本論文以實際在TFT-LCD廠運作的CVD、黃光、與彩色濾光片生產機台為例，來驗證本自動化資料品質評估架構的效益。由驗證結果綜合本論文提出的資料品質評估架構確實有效且可行。

This dissertation proposes the schemes of automatic process and metrology data-quality evaluations for the automatic virtual metrology (AVM) system. Firstly, principal component analysis (PCA) is applied to extract data features of all the collected equipment process data; then Euclidean distance (ED) is utilized to unify all the principal components into a single index denoted process data quality index (DQIX) for evaluating the quality of process data. Secondly, adaptive resonance theory 2 (ART2) and normalized variability (NV) are applied to define the metrology data quality index (DQIy) for appraising the quality of metrology data. The thresholds of both DQIX and DQIy are also defined and can be adaptively calculated. The DQIX and DQIy data quality evaluation schemes are well-suited for the AVM systems of the semiconductor and TFT-LCD industries to on-line, real-time, and automatically evaluate the quality of all the collected process and metrology data. As such, abnormal data will not be adopted for VM model training or tuning and VM conjecture accuracy can be maintained.

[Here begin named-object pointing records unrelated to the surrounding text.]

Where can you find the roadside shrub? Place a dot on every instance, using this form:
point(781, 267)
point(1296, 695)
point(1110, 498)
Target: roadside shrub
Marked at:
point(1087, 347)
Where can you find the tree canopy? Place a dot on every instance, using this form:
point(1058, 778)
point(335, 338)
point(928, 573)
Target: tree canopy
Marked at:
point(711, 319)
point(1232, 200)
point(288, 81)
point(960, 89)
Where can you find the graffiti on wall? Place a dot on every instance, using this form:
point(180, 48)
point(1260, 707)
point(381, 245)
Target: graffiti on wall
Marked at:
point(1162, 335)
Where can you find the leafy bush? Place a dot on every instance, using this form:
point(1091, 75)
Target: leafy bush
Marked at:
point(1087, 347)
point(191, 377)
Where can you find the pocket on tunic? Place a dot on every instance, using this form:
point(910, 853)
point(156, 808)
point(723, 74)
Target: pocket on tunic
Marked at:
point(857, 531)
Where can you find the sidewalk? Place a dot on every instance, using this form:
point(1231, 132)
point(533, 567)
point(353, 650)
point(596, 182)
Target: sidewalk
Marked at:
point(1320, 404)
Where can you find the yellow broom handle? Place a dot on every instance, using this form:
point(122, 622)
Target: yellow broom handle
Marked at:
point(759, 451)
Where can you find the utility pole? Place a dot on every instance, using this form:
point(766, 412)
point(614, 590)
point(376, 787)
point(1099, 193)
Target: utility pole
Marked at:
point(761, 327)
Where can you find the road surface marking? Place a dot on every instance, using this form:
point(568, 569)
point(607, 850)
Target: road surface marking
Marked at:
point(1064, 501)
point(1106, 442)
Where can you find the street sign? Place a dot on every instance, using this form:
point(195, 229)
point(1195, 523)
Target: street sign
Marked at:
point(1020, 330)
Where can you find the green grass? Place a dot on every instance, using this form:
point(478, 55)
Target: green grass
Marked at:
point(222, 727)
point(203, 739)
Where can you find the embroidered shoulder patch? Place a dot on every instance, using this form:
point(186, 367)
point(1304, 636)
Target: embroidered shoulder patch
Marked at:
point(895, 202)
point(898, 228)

The DQIy algorithm is based on ART2. ART2 divides data into different patterns according to the similarity of process data, and then calculates the corresponding DQIy value and its threshold, DQIyT, for evaluation and judgment. However, in practical applications, the classical ART2 technique still could not cluster process data very precisely. Since some samples with dissimilar process parameters might be sorted into the same cluster, two or more groups could be found in the corresponding metrology-data cluster. This phenomenon may cause invalid DQIy detection. To solve the problem above, the advanced ART2 scheme is also proposed in this dissertation to enhance the accuracy of the DQIy algorithm.
The actual CVD, photo, and color-filter production tools of a TFT-LCD factory were adopted as illustrative examples to verify the practicality of the proposed schemes. Experimental results show that the performance of the schemes is indeed effective and feasible.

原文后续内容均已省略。